School of Social Sciences.
Department of Information and Computing Sciences, Utrecht University.
Psychol Rev. 2019 Apr;126(3):345-373. doi: 10.1037/rev0000138.
In psycholinguistics, there has been relatively little work investigating conceptualization-how speakers decide which concepts to express. This contrasts with work in natural language generation (NLG), a subfield of artificial intelligence, where much research has explored content determination during the generation of referring expressions. Existing NLG algorithms for conceptualization during reference production do not fully explain previous psycholinguistic results, so we developed new models that we tested in three language production experiments. In our experiments, participants described target objects to another participant. In Experiment 1, either size, color, or both distinguished the target from all distractor objects; in Experiment 2, either color, type, or both color and type distinguished it from all distractors; In Experiment 3, color, size, or the border around the object distinguished the target. We tested how well the different models fit the distribution of description types (e.g., "small candle," "gray candle," "small gray candle") that participants produced. Across these experiments, the probabilistic referential overspecification model (PRO) provided the best fit. In this model, speakers first choose a property that rules out all distractors. If there is more than one such property, then they probabilistically choose one on the basis of a preference for that property.
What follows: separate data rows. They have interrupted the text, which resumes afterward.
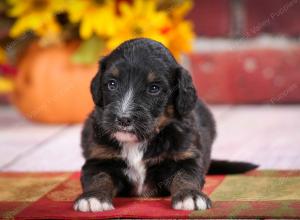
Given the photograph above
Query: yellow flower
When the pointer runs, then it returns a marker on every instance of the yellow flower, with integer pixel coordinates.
(140, 19)
(35, 15)
(6, 85)
(179, 11)
(95, 17)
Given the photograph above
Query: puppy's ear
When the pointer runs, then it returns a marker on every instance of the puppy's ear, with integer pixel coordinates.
(96, 89)
(186, 96)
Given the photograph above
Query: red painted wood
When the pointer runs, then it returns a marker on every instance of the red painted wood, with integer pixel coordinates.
(248, 76)
(272, 16)
(211, 17)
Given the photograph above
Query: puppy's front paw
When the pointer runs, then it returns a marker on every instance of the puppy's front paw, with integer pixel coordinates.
(190, 200)
(91, 204)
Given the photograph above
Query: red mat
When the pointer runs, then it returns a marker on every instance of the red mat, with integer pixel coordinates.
(257, 194)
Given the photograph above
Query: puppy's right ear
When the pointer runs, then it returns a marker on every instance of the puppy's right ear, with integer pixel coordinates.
(96, 88)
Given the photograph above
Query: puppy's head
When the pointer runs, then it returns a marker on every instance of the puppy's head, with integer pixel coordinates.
(138, 89)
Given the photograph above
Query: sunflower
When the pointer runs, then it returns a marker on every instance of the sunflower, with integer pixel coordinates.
(94, 17)
(2, 56)
(140, 19)
(35, 15)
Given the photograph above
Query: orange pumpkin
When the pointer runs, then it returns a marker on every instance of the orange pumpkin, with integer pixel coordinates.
(50, 88)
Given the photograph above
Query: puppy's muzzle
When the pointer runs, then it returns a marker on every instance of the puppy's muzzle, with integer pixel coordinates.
(124, 121)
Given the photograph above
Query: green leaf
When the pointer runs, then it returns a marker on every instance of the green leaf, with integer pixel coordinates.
(89, 50)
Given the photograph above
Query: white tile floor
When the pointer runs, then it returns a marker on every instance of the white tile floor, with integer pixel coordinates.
(265, 135)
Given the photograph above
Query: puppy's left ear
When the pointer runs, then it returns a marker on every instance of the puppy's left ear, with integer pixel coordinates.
(186, 96)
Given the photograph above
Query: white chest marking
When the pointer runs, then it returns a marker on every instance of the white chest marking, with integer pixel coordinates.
(133, 154)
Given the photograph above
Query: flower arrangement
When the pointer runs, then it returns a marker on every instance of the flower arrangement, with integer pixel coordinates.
(101, 25)
(55, 42)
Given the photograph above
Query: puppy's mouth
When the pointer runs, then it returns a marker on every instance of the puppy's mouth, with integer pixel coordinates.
(125, 136)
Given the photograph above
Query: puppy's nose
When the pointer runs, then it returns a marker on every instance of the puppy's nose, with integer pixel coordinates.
(124, 121)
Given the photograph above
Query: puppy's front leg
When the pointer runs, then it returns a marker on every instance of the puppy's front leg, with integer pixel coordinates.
(185, 191)
(98, 189)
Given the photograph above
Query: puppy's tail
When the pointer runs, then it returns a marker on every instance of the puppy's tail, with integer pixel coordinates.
(230, 167)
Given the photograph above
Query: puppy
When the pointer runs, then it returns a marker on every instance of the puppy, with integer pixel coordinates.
(148, 135)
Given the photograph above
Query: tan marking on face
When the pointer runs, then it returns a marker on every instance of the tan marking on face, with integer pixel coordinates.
(115, 71)
(151, 77)
(102, 152)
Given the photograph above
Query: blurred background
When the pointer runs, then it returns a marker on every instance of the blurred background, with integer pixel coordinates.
(243, 55)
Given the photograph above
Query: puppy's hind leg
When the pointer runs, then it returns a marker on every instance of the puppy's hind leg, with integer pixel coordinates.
(186, 194)
(98, 190)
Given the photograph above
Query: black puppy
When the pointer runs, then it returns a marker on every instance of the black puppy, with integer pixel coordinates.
(148, 135)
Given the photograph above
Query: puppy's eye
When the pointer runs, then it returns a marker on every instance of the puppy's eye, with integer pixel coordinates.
(153, 89)
(112, 85)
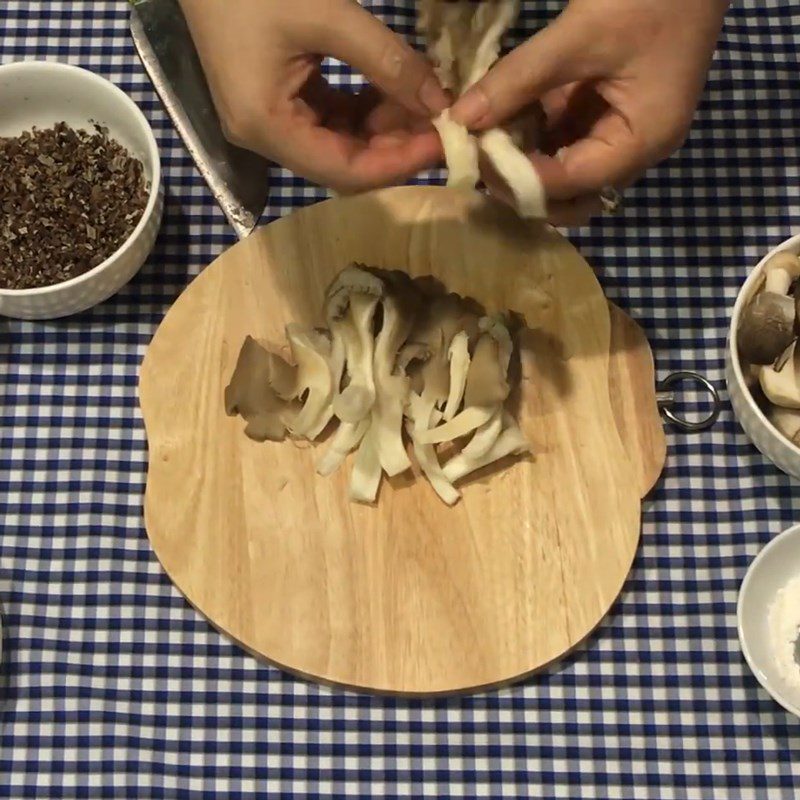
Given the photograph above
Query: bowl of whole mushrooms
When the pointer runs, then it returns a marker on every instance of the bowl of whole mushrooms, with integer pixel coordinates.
(763, 358)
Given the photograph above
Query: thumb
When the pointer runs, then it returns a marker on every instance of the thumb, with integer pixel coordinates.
(386, 60)
(562, 53)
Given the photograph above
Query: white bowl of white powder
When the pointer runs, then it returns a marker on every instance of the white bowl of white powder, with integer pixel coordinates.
(769, 618)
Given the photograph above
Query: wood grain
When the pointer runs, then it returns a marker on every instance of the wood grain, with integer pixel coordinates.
(409, 596)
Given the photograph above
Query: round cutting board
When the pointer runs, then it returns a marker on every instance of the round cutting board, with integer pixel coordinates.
(408, 596)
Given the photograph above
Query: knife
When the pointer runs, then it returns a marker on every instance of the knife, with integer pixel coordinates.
(238, 179)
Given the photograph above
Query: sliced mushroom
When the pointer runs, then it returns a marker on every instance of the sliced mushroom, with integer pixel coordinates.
(463, 41)
(422, 417)
(458, 355)
(250, 395)
(311, 351)
(348, 436)
(350, 305)
(486, 386)
(510, 442)
(365, 478)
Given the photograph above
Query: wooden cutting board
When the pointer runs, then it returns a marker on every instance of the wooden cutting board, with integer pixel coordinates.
(409, 596)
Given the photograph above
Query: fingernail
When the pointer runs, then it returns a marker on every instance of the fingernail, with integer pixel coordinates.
(471, 107)
(432, 96)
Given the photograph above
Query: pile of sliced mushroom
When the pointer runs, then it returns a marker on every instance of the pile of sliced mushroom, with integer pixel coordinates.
(767, 342)
(463, 41)
(400, 360)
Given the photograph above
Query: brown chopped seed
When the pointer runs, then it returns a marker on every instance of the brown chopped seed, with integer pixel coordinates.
(70, 199)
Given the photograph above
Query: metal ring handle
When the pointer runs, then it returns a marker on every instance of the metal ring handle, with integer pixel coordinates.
(665, 397)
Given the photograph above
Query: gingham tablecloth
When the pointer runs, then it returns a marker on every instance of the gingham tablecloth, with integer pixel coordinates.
(113, 687)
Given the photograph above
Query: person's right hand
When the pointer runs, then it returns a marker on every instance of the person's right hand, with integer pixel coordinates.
(618, 81)
(262, 61)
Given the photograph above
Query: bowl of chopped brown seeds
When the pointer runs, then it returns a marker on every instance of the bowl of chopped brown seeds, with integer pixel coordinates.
(80, 189)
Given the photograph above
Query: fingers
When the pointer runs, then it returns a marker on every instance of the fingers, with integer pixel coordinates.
(562, 213)
(561, 53)
(614, 153)
(361, 40)
(348, 163)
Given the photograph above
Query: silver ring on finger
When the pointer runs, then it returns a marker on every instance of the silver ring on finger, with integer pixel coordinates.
(612, 200)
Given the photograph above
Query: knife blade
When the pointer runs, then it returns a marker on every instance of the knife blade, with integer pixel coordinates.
(238, 179)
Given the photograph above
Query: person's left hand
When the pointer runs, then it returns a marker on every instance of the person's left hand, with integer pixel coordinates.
(263, 61)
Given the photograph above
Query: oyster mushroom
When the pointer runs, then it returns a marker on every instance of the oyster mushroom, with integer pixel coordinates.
(311, 351)
(252, 392)
(510, 442)
(782, 387)
(486, 386)
(770, 322)
(787, 421)
(463, 41)
(350, 305)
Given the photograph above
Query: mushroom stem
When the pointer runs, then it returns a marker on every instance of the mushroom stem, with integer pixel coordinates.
(344, 441)
(510, 442)
(365, 477)
(459, 365)
(423, 414)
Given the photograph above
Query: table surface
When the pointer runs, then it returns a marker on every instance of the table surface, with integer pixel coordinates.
(112, 686)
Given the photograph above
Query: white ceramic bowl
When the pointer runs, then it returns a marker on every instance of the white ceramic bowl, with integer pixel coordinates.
(772, 569)
(761, 432)
(42, 93)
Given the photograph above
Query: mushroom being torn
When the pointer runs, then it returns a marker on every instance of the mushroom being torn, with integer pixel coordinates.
(402, 362)
(463, 41)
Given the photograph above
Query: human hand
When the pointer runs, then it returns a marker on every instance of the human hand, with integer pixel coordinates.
(618, 81)
(262, 61)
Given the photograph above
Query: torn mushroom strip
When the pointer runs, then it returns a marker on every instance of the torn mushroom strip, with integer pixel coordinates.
(402, 360)
(463, 41)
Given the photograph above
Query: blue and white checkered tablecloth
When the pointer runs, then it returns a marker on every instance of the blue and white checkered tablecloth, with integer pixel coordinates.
(112, 687)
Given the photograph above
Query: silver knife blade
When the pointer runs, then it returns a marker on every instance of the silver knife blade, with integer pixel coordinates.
(238, 179)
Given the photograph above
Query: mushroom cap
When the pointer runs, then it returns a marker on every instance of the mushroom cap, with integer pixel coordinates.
(354, 279)
(767, 327)
(250, 395)
(486, 377)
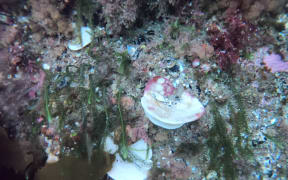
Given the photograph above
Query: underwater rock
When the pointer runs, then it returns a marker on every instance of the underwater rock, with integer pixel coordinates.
(169, 109)
(138, 169)
(75, 168)
(86, 38)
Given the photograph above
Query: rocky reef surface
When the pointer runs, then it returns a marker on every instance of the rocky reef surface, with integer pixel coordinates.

Next, they sometimes add another property, with the probability again determined by its preference and speakers' eagerness to overspecify. (PsycINFO Database Record (c) 2019 APA, all rights reserved).
在心理语言学中,相对较少有研究关注概念化——说话者如何决定表达哪些概念。这与人工智能的一个子领域——自然语言生成(NLG)形成对比,在自然语言生成中,许多研究都探讨了在生成指称表达式期间的内容确定。现有的 NLG 算法在生成参考时进行概念化并没有完全解释以前的心理语言学结果,因此我们开发了新的模型,并在三个语言产生实验中进行了测试。在我们的实验中,参与者向另一位参与者描述目标对象。在实验 1 中,要么大小,要么颜色,或者两者都将目标与所有干扰对象区分开来;在实验 2 中,要么颜色,要么类型,或者颜色和类型都将其与所有干扰物区分开来;在实验 3 中,颜色、大小或物体周围的边框将目标与其他物体区分开来。我们测试了不同模型如何拟合参与者产生的描述类型(例如,“小蜡烛”、“灰色蜡烛”、“小灰色蜡烛”)的分布。在这些实验中,概率指称过度指定模型(PRO)提供了最佳拟合。在该模型中,说话者首先选择一个排除所有干扰物的属性。如果有不止一个这样的属性,那么他们会根据对该属性的偏好概率选择一个属性。接下来,他们有时会添加另一个属性,其概率再次由其偏好和说话者过度指定的意愿决定。(PsycINFO 数据库记录(c)2019 APA,保留所有权利)。